Generative AI champions synthetic data generation. When a Healthtech company realized that imagery data at hand was insufficient for their model, they turned to Synthetic data. By bringing starting-stage tumours with healthy lung imagery together, synthetic dataset was created to get the training dataset that would behave like data belonging to the real-world.

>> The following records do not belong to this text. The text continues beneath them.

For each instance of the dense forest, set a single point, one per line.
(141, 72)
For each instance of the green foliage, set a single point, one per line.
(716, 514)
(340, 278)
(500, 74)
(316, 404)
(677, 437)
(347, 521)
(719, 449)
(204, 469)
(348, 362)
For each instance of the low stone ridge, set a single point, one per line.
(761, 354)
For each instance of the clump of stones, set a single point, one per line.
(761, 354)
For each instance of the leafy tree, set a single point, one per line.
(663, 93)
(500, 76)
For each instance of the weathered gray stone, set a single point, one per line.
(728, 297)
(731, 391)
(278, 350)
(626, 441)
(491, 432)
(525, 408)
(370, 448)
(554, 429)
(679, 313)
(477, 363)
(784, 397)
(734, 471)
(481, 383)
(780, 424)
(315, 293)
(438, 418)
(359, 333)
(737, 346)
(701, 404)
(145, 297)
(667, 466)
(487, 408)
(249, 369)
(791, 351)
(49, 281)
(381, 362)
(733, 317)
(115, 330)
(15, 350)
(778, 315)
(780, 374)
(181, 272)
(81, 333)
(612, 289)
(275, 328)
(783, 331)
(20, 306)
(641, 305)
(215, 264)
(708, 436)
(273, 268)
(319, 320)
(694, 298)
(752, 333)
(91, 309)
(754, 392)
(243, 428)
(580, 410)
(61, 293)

And at the core of the synthetic data is the Generative AI also creating new images, text, music, code or video. Where synthetic data has become a viable option to overcome data scarcity for AI, Generative AI represented by the Generative Adversarial Network (GANs) get to work on a dataset, say that of images. The generator neural network generates new images while the discriminator neural network discriminates the original from the synthetic one, until the synthetically created images don’t get distinguished from the original.
How does Synthetic data address data scarcity for AI and how Generative AI helps generate synthetic data?
Using Synthetic Data to Overcome Data Scarcity for AI
Data scarcity is one of the barriers to AI development; lack of data or difficulty in acquiring high-quality data derails AI projects. Here’s a sample of dataset with skewed balance making it difficult to ensure data is available for minor class.
The attempt to find fraudulent credit card transactions was about to be stifled by the imbalance ratio in the dataset – 342 frauds out of 248, 617 transactions, fraud class constituting only 0.137%
Data for a label is very low vs Data for other labels scenario creates data imbalance. Here’s where Synthetic data addresses data scarcity for AI. As data scientists come across non-availability of data, restrictions in processing owing to regulations, synthetic data comes good to replicate the characteristics and patterns of real-world data. With synthetic data, there are no roadblocks to data access, no biases in datasets.
What is synthetic data?
When algorithms are used to generate data (not real-world) from original data, synthetic data takes shape to serve the same purpose that the original data is intended to serve. Synthetic data comes as tabular synthetic data, text synthetic data, and media synthetic data encompassing sound, video or image.
When data is imbalanced, as in the case discussed above, synthetic data becomes useful to increase the data volume while ensuring that the generated synthetic data is similar to the primary dataset. By leveraging SMOTE technique (Synthetic Minority Oversampling Technique), rare labels can be generated from the dataset. For instance, here’s how credit card fraud data can be leveraged to generate sample of the fraudulent class using SMOTE approach, a statistical technique for addressing the imbalance by upsampling the minority class.
Why use Synthetic data?
- Helps create diverse datasets for training machine learning models
- It helps uphold privacy of individuals, protects data privacy
- Empowers removal of PII (personally-identifiable information) from real-world data or other sensitive information while generating synthetic data
- Helps protect PHI (personal health information)
- Helps create high-quality training data while solving underfitting problems in models
- Saves data collection & cleaning time, and data labelling costs
Using Generative AI & GANs for creating Synthetic tabular data
Among the synthetic data types, take synthetic tabular data for instance, and how does Generative AI help create tabular synthetic data?
Sample the tabular synthetic data creation for a marketing campaign. Here the GANs are pressed into action to create synthetic data from the marketing campaign data. For generating synthetic tabular data, GANs and other models including WGAN, CTGAN empower data scientists with tabular synthesis.
While there is a need to create tabular synthetic data, CTGAN or the Conditional Tabular Generative Adversarial Network with the generator/discriminator neural networks is a perfect fit to work with tabular datasets. Leveraging CTGANs, synthetic data can be generated with the same statistical properties as that of the real data. The table below showcases the mix of categorical and numeric features, serving as the original tabular data for the CTGAN to create tabular synthetic data.
Name | age | Job type | marital | Housing loan | Contacts during campaign | pdays | |
Peter | 34 | admin | single | Y | 9999999999 | 21 | |
Sophia | 38 | Self-employed | Married | Y | 7777777777 | 15 | |
Mark | 32 | Entrepreneur | Married | N | 7676767676 | 42 | |
Vincent | 41 | technician | single | Y | 5345345434 | 36 | |
Miriam | 28 | management | Divorced | N | 2345676543 | 20 |
In this case, there is a need to create synthetic data from heterogenous tabular data, CTGANs serve well to work with mixed data across tabular datasets – This is done by addressing specific characters of categorical and well as numerical features and ensuring the generator model is incorporated with the characteristics.
Throwing light on the progress made by CTGAN, here’s how the Generator and Discriminator work in tandem to generate synthetic data.
Generative AI for Data generation in a flash
Now, you can go from Generative AI to synthetic data in a flash. And the Synthetic Data Vault, a Python library with many models like CTGAN and CopulaGAN, helps generate synthetic data from real-world data in quick time. As more and more use cases powered by generative AI unfold, the future of Generative AI technologies could unleash human-like virtual assistant, swift language translation, and spotless document processing among many other applications.